One of the possible business models might be that the enormous amount of data accumulated during the courses get monetized so that recruiters can make a more efficient selection of candidates. Or maybe testing-for-a-degree will be an added service which would not be free.
However, one should refrain from jumping to conclusions. Maybe major universities also support these xMOOCs because they truly want to spread knowledge worldwide as a service to humanity. Monetizing these efforts would be a way to do this on a durable basis. While peer2peer courses seem to be more of a ‘reciprocal gift’ nature, in the gift economy there might also be reputation and network-building effects which lead to financial returns. All this in itself is not necessarily detrimental to the learning experiences.
Of more immediate concern for those engaging in MOOCs is the openness of the course material. Can the material be accessed and used in other contexts, or are there technical and legal restrictions? It’s interesting to note that the Stanford Class2Go is a platform which explicitly wants to be open, portable and interoperable.

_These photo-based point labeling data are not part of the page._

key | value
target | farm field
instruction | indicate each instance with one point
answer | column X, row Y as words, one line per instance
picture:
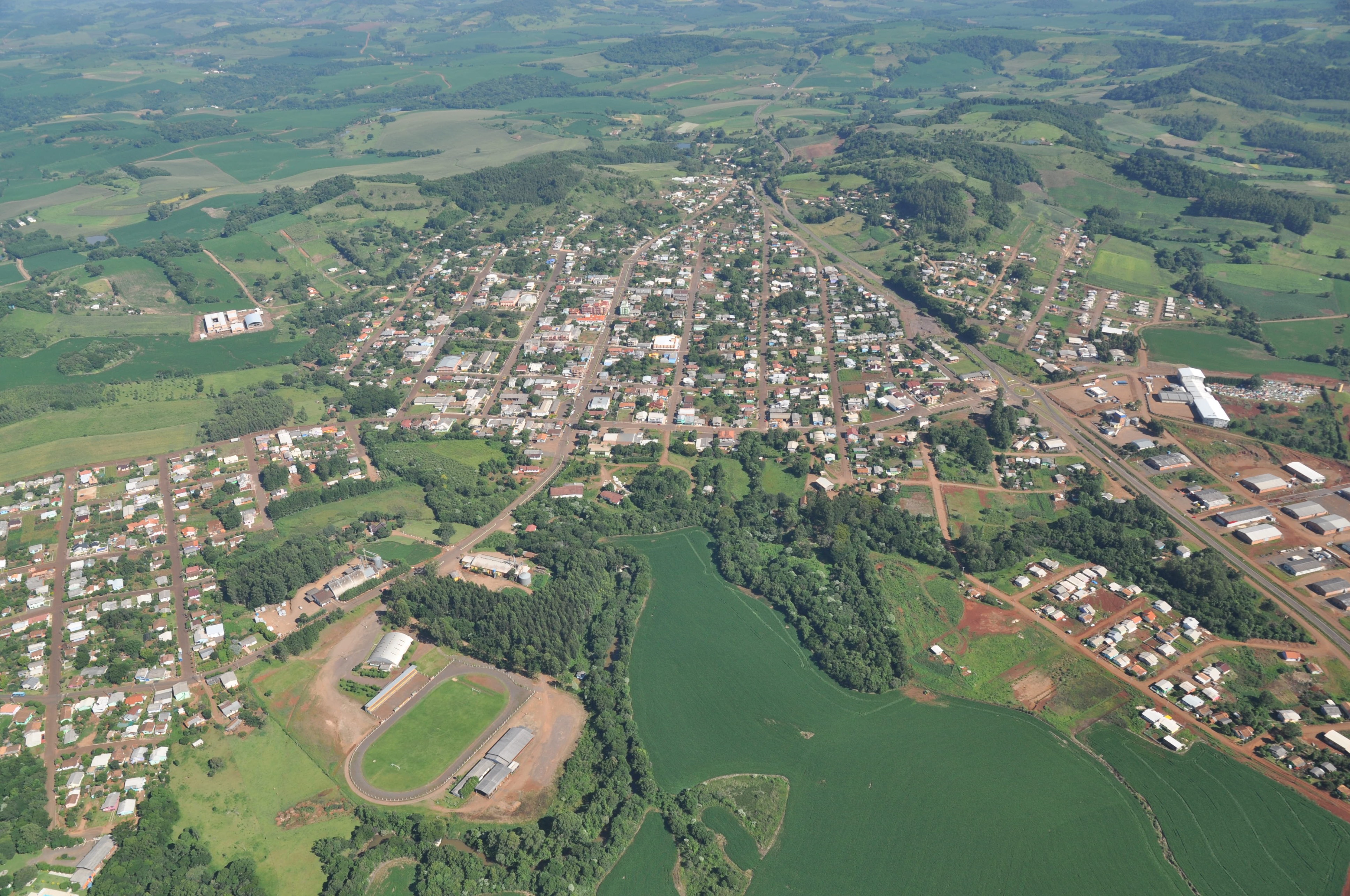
column 1215, row 351
column 84, row 450
column 424, row 743
column 405, row 500
column 1232, row 829
column 1305, row 338
column 778, row 480
column 1129, row 268
column 851, row 826
column 125, row 432
column 646, row 867
column 154, row 354
column 235, row 810
column 405, row 550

- It’s open. The platform is open source so that anyone who wants to can collaborate with us. We would love to have others use the platform, or to work together with similar efforts in other places.
- It’s portable. We believe strongly that valuable course content shouldn’t be tied to any one platform. Documents are already portable; the videos are outside our system (on YouTube) and the assets themselves can be repurposed as faculty see fit. And our exercises and problem sets, instead of being trapped in a proprietary database, are in the Khan Academy format, so they can be used elsewhere.
- It’s interoperable. We don’t want to build or maintain more than we have to. We’re standing on the shoulders of developments from Khan Academy, Piazza, YouTube, MySQL, Python Django, Amazon AWS, Opscode, and Github.
I think these three characteristics are important ones when evaluating MOOCs as part of a broader peer2peer learning project – but this does not mean more closed models should be avoided at all cost.